I see patients frequently for the diagnosis of acute sinusitis. The two features that are typically most helpful to diagnose an acute sinus infection that could be helped by an antibiotic are the duration of symptoms and the sick-well-sick pattern of illness. If the symptoms have been present for 10 days or more, the likelihood of a bacterial infection, and benefit from an antibiotic, increase. Similarly, if the patient was sick, got better, and then got sick again (double sickening syndrome or sick-well-sick pattern), this pattern suggests that the patient had a viral upper respiratory infection that then turned into a bacterial one.
Your narrative is completely different from the typical presentation. The way you have written it – it sounds like the physician made a mistake. The patient had already been to the ED days before and was known to have an elevated WBC count. He then comes to the office with tachycardia, an elevated WBC count with a history of recent fever, and copious nasal discharge. With the advantage of hindsight, we are able to write this narrative in the most damning way, and – yes – the way it’s written sounds bad. The physician should have prescribed an antibiotic immediately for what turned out to be severe bacterial sinusitis. If that is the narrative truly in the documentation, then it was a mistake not to prescribe an antibiotic, and advise the patient to take it immediately – because he had severe symptoms for more than 4 days.

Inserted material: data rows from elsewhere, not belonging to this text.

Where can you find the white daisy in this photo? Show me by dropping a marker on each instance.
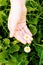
(27, 49)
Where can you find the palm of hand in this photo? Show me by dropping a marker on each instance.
(19, 29)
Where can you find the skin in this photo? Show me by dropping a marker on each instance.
(17, 21)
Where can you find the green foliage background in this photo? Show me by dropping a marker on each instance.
(11, 50)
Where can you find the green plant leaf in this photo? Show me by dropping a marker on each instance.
(7, 41)
(14, 48)
(33, 29)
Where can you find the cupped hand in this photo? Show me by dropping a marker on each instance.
(17, 23)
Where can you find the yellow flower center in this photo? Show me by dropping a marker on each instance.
(27, 37)
(27, 49)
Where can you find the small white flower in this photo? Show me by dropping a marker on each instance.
(26, 37)
(27, 49)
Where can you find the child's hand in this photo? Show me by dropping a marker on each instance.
(17, 22)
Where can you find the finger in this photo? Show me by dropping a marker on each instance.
(27, 30)
(24, 34)
(19, 37)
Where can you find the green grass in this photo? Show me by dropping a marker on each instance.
(11, 50)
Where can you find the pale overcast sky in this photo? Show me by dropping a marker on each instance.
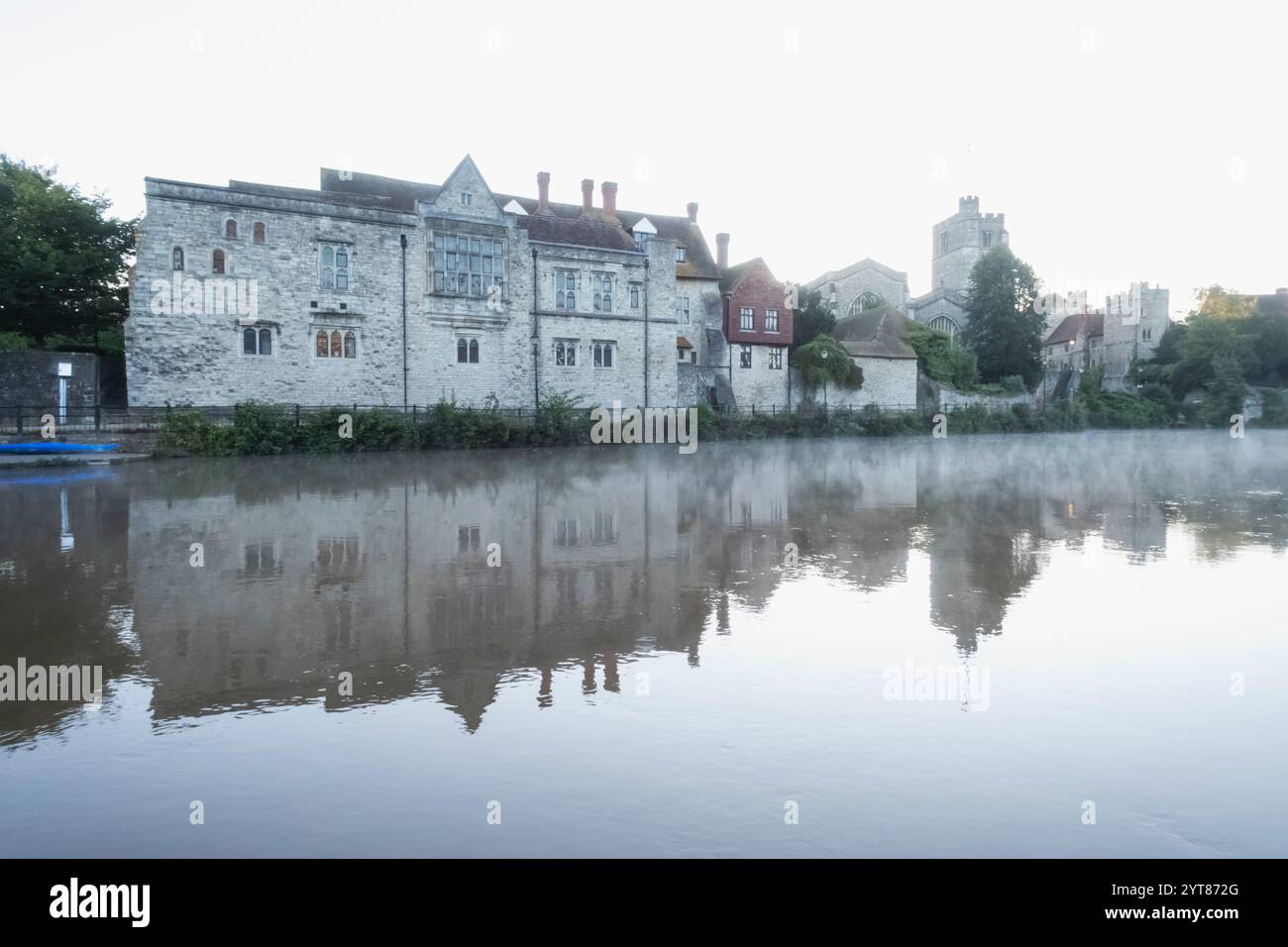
(1122, 141)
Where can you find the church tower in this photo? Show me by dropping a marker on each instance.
(960, 241)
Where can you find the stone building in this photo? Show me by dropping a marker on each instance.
(381, 291)
(862, 286)
(758, 325)
(1127, 328)
(957, 245)
(875, 341)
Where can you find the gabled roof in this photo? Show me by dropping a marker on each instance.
(953, 296)
(1089, 324)
(403, 195)
(578, 232)
(875, 334)
(866, 263)
(732, 275)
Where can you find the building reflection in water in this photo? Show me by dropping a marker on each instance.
(378, 566)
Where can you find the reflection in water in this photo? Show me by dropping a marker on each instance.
(378, 567)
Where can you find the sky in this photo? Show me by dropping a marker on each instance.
(1124, 142)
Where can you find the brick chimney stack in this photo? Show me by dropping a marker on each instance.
(544, 193)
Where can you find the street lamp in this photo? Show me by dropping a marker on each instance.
(823, 356)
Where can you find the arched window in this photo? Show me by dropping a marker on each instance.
(941, 324)
(866, 300)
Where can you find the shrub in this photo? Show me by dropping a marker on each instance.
(262, 429)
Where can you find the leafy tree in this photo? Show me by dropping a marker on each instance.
(1003, 328)
(1225, 393)
(1207, 341)
(62, 261)
(825, 360)
(939, 357)
(811, 320)
(1219, 303)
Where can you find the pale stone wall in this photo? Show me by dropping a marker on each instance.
(864, 278)
(759, 386)
(196, 357)
(888, 382)
(193, 356)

It is odd that the patient had a WBC count obtained at the visit to the family medicine office. I really would never have thought of getting a WBC count, and so maybe there is something else going on here, that was concerning to the family physician. Something about the ED visit and the elevated WBC count there. And obtaining a WBC count in the office was done to make sure that it was improving – which it was, in number, though with a left shift suggesting an active response to infection, still. I am confused about the act of obtaining a WBC count at the office visit.
I would not have sent the patient to the ED at that family medicine office visit. It sounded like an acute bacterial sinusitis, at most; and the patient needed to be started on an antibiotic.The subsequent two-day delay in initiating antibiotics certainly could have caused the complications that this patient experienced.